Steve Burns
WMAL.com
ALEXANDRIA — (WMAL) The Commonwealth Transportation Board is set to vote today on a long-controversial plan to add dynamic tolling to Interstate 66 inside the Beltway. The plan calls for charging solo drivers to use the highway during peak periods in peak directions, something they are barred from doing today, while still allowing HOV-2 cars to ride for free.
The Board will also vote on an agreement on where toll revenues will go. “These toll revenues would be spent on ways to help folks get out their cars,” said Robert Thomson, also known as the Washington Post’s Dr. Gridlock. “It would enhance carpooling.

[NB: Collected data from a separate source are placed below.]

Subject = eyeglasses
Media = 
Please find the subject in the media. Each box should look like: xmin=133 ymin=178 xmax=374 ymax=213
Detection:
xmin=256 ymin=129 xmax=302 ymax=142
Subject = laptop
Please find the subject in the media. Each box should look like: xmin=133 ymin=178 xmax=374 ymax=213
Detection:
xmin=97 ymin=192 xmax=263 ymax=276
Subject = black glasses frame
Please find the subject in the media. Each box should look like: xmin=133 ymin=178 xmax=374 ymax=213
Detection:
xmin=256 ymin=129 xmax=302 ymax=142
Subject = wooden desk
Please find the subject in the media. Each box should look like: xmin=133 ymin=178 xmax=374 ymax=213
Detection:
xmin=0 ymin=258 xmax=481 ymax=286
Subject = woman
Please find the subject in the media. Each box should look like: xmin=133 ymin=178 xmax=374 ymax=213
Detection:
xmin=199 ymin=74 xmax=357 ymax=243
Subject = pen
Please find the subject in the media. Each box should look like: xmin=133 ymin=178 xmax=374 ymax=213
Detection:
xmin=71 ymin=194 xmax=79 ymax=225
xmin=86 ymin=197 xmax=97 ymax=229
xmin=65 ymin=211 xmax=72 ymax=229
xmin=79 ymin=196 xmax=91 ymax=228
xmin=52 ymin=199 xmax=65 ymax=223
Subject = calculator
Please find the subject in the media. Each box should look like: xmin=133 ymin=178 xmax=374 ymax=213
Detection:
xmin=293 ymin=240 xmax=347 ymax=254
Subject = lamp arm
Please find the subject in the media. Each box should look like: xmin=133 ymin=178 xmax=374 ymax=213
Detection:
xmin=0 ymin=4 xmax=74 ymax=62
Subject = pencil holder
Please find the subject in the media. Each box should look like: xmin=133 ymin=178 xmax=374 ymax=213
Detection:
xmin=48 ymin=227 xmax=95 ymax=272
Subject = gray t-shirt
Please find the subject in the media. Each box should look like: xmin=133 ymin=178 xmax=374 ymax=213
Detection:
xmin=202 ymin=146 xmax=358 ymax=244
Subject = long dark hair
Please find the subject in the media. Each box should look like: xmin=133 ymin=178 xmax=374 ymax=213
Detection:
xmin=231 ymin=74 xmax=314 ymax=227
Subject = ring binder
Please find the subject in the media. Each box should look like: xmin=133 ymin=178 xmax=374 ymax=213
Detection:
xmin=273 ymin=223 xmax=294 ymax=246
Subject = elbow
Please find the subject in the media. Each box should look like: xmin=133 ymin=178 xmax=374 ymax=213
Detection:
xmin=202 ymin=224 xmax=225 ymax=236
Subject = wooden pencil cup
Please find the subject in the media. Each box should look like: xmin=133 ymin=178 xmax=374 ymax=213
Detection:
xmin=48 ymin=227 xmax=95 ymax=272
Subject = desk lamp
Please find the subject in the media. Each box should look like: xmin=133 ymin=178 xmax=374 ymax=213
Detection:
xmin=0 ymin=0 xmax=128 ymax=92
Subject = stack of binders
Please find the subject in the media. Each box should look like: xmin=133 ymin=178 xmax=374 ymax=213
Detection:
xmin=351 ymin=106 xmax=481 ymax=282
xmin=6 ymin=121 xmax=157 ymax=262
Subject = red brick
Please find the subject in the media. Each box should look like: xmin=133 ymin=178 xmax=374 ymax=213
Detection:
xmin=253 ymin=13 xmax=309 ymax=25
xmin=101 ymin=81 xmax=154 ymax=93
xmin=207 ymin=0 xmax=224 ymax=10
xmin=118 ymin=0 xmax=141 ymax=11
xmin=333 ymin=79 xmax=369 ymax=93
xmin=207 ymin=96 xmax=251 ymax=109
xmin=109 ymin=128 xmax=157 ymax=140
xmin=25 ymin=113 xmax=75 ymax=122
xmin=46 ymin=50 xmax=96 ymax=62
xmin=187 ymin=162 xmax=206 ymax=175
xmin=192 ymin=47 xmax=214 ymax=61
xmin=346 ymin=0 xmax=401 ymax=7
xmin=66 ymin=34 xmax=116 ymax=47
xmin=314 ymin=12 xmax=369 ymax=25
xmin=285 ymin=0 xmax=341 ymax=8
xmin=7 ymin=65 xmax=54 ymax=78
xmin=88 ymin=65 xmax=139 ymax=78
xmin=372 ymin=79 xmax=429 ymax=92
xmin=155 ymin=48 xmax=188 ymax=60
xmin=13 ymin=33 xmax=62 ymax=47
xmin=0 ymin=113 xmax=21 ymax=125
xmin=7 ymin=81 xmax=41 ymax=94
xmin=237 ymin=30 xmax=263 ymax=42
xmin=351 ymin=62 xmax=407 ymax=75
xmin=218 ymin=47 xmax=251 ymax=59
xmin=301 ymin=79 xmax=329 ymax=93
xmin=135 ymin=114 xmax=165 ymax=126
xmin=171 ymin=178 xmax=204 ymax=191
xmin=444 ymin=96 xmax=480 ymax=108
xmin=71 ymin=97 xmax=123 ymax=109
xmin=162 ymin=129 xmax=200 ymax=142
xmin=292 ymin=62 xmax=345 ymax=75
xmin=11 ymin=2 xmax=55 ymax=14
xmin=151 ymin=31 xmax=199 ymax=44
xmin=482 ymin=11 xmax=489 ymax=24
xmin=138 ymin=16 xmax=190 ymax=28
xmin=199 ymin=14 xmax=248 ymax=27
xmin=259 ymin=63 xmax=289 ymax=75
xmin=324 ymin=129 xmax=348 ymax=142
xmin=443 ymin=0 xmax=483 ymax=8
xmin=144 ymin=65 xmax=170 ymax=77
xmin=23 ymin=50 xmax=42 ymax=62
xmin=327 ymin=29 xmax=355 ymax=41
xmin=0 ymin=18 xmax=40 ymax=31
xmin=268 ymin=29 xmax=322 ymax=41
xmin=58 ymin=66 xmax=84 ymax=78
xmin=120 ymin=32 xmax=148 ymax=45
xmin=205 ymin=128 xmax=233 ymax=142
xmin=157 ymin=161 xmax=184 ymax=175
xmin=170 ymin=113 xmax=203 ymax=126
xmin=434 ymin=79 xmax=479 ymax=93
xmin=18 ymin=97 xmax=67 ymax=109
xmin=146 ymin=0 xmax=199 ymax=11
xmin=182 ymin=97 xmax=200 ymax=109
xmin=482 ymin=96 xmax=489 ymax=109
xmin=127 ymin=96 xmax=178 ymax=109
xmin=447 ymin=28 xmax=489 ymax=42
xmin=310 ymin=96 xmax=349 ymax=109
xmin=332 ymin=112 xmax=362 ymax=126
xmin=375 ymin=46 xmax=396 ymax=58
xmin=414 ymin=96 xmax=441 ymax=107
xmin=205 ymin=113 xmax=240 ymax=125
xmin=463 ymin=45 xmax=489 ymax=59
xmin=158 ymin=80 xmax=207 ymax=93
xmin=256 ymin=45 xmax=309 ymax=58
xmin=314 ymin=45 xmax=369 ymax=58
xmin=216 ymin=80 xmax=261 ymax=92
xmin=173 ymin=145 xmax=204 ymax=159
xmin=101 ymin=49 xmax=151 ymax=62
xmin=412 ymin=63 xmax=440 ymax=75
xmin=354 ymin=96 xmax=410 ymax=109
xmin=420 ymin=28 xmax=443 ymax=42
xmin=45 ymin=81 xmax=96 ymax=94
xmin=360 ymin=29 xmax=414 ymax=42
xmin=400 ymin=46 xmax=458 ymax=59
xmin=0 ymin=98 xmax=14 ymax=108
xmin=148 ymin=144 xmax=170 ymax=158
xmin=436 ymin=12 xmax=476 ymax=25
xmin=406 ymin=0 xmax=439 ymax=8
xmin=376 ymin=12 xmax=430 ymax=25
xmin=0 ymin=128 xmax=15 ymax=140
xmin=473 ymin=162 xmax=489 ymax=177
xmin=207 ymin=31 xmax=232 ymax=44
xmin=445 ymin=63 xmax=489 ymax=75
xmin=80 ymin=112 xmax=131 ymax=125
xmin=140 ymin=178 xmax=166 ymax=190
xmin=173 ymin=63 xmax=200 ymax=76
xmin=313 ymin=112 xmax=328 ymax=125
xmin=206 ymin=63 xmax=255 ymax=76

It would add to the commuter bus system.”
An analysis by the Virginia Department of Transportation released this week found the HOT lane proposal performs about three times better in terms of moving people than simply widening the road without adding tolls.
“We’re not talking necessarily about moving more cars. The state keeps emphasizing this,” Thomson said. “The idea is to move more people by any means possible.”

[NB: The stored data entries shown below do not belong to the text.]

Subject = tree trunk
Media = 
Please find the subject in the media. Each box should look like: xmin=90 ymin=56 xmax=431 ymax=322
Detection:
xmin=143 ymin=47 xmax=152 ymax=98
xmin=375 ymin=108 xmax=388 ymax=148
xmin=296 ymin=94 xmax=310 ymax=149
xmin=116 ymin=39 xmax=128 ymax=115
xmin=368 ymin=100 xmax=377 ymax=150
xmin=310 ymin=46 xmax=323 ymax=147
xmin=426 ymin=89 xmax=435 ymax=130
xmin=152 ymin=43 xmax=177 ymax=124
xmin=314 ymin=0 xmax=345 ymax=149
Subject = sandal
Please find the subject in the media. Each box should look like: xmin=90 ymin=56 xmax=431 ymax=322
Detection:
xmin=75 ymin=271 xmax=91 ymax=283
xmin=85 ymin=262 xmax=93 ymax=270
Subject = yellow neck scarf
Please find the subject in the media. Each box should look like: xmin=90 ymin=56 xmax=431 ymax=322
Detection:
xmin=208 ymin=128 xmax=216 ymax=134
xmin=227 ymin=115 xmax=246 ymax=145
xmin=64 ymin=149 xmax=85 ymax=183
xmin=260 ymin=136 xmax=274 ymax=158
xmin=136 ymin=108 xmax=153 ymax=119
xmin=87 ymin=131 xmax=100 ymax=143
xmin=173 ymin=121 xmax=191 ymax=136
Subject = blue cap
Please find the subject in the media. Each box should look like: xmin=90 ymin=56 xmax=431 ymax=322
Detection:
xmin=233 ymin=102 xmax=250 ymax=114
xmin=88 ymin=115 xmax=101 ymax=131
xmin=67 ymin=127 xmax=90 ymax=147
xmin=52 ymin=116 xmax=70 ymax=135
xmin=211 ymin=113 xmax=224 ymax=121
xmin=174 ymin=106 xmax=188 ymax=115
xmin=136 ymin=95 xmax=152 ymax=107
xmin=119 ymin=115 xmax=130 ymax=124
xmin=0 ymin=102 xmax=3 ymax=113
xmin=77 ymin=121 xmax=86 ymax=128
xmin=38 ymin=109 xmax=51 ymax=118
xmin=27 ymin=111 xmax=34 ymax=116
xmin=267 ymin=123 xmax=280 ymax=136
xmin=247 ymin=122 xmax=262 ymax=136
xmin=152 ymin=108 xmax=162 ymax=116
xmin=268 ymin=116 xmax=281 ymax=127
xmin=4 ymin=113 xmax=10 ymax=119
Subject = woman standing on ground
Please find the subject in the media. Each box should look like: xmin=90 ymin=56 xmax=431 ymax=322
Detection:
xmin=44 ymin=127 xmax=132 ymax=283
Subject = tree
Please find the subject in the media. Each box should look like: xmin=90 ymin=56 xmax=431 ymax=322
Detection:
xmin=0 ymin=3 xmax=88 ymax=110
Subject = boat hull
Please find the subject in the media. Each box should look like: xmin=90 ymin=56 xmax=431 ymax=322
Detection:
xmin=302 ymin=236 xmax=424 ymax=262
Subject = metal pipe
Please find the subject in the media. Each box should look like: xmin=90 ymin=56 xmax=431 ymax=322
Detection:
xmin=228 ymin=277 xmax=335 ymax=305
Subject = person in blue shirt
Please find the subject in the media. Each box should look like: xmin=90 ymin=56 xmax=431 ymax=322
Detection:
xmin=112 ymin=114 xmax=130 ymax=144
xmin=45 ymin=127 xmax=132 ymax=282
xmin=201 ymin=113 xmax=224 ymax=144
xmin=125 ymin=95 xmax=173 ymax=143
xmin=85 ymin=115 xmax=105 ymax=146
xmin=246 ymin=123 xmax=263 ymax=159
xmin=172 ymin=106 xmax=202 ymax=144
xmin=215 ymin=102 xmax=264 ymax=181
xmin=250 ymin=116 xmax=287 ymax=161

The state’s analysis has found the plan initially won’t have much impact on local roads around the highway, Thomson said. Still, any widening of I-66 inside the Beltway will be held off while the state evaluates how well the HOT lane system is working.

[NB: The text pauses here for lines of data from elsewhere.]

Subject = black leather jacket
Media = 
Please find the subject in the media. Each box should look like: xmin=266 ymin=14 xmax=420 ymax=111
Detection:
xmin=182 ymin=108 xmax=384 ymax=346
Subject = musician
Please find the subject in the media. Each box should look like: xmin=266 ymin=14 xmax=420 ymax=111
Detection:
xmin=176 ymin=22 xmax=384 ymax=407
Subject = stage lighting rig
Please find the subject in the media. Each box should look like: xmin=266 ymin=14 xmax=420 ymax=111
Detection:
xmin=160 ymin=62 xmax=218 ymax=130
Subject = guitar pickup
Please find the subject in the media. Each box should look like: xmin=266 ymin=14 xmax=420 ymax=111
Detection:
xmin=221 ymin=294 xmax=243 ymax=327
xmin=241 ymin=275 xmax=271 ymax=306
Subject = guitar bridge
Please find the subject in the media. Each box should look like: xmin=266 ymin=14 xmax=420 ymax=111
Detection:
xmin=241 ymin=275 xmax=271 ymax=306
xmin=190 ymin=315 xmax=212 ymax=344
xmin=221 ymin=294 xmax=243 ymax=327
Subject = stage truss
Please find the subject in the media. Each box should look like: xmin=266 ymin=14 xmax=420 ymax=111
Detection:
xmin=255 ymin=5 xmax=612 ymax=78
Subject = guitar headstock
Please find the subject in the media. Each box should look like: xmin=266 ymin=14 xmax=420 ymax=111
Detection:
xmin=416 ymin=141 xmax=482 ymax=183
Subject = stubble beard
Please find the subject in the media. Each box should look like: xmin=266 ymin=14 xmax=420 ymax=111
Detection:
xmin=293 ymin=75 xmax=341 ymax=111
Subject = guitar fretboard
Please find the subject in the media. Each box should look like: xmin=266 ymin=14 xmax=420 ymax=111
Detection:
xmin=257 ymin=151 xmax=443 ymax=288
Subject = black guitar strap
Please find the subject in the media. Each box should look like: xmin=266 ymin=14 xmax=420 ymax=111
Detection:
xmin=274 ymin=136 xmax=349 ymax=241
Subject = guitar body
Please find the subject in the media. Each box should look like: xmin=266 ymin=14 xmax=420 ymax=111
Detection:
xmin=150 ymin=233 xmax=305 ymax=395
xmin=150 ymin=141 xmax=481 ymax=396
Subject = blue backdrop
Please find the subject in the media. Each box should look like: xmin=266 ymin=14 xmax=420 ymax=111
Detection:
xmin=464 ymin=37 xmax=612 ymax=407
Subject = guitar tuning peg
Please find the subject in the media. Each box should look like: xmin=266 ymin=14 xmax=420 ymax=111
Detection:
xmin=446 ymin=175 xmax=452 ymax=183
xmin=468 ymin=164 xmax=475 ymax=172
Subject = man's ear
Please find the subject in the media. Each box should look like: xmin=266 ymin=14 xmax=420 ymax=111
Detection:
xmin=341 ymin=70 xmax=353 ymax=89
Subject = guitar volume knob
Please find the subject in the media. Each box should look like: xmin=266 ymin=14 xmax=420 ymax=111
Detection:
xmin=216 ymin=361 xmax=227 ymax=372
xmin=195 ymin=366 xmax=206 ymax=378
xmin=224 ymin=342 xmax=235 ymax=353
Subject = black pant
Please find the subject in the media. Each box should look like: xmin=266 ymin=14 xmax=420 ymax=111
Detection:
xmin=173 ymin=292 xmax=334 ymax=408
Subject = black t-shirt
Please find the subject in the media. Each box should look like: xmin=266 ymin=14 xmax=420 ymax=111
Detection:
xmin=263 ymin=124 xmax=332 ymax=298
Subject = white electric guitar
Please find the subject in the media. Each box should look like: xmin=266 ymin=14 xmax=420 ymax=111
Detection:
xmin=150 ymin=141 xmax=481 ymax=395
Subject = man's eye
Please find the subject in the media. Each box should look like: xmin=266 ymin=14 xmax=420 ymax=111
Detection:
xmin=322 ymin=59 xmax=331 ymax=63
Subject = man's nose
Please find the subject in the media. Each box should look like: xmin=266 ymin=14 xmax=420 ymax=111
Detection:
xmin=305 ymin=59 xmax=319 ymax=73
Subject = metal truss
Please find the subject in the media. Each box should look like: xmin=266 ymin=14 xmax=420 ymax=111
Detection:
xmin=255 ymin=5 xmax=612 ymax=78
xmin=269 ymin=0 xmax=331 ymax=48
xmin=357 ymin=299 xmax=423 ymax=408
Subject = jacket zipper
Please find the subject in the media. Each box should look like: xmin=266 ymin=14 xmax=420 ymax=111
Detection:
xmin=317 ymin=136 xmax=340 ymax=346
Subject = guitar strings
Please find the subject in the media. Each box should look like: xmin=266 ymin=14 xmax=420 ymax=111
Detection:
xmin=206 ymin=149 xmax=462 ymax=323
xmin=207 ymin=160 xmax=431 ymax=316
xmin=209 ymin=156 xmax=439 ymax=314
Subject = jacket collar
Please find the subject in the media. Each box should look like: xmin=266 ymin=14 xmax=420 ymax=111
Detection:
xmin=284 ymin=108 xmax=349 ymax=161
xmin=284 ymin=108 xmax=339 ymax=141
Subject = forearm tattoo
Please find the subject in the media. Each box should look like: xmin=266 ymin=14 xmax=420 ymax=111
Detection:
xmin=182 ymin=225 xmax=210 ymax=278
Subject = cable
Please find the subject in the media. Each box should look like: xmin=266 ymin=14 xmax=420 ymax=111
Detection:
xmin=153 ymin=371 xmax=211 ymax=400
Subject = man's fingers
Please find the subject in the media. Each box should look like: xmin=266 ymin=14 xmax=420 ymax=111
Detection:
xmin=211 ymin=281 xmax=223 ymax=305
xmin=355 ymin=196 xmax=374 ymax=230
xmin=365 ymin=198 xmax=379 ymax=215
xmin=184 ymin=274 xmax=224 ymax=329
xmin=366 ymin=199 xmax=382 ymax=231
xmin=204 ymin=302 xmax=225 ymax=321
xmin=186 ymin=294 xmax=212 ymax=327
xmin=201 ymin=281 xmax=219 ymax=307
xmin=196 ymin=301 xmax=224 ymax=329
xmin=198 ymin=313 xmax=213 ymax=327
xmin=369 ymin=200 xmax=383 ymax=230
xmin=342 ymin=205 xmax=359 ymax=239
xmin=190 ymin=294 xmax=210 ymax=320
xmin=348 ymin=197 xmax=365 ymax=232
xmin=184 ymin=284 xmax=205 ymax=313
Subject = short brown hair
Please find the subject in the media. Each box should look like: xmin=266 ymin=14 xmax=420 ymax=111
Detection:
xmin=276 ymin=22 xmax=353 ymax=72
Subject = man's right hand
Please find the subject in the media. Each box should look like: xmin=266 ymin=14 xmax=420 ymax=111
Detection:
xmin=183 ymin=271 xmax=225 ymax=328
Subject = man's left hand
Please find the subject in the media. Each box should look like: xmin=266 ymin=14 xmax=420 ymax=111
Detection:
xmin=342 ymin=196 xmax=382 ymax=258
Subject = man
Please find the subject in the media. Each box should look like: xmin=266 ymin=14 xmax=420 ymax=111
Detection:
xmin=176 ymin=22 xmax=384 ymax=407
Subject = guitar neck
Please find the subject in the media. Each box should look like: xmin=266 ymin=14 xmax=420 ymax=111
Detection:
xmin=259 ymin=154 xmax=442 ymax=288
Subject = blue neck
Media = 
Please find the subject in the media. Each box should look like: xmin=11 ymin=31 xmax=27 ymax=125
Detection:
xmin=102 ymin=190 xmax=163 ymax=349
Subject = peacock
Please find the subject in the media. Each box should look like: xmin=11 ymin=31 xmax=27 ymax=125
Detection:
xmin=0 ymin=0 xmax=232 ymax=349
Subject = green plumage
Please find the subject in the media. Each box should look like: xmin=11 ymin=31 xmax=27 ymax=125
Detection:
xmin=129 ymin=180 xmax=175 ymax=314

“There are triggers that would lead to the widening of I-66,” Thomson said. “One of those is an assessment of how traffic is flowing on 66. The other is how traffic is doing on some of the parallel routes that a lot of folks were fearing would become more congested.”
Because there is no new construction involved on the Inside the Beltway project, they expect dynamic tolling to begin as early as summer 2017.
In the state’s long-term analysis, it is assumed the highway will be widened by 2040. The state is also set to raise the cap from HOV-2 to HOV-3 in 2020, so cars with two people will need to start paying the toll while cars with three commuters inside will ride free.
Also this week, the Virginia Department of Transportation announced they will enter into a public-private partnership to finance HOT lanes on their Outside the Beltway project, similar to agreements already in place for HOT lanes on the Beltway and Interstate 95. Officials indicated they are evaluating proposals now and will choose one sometime next year. That project would add toll lanes next to the existing free lanes on the highway from the Beltway interchange to Haymarket.
“(These two projects together) are the biggest transportation programs we’ve got in the D.C. Region,” Thomson said. “There’s nothing going on right now, nothing on the drawing boards, not the extension of the Silver Line, not the Purple Line, nothing tops the Virginia HOT lanes in terms of impact.”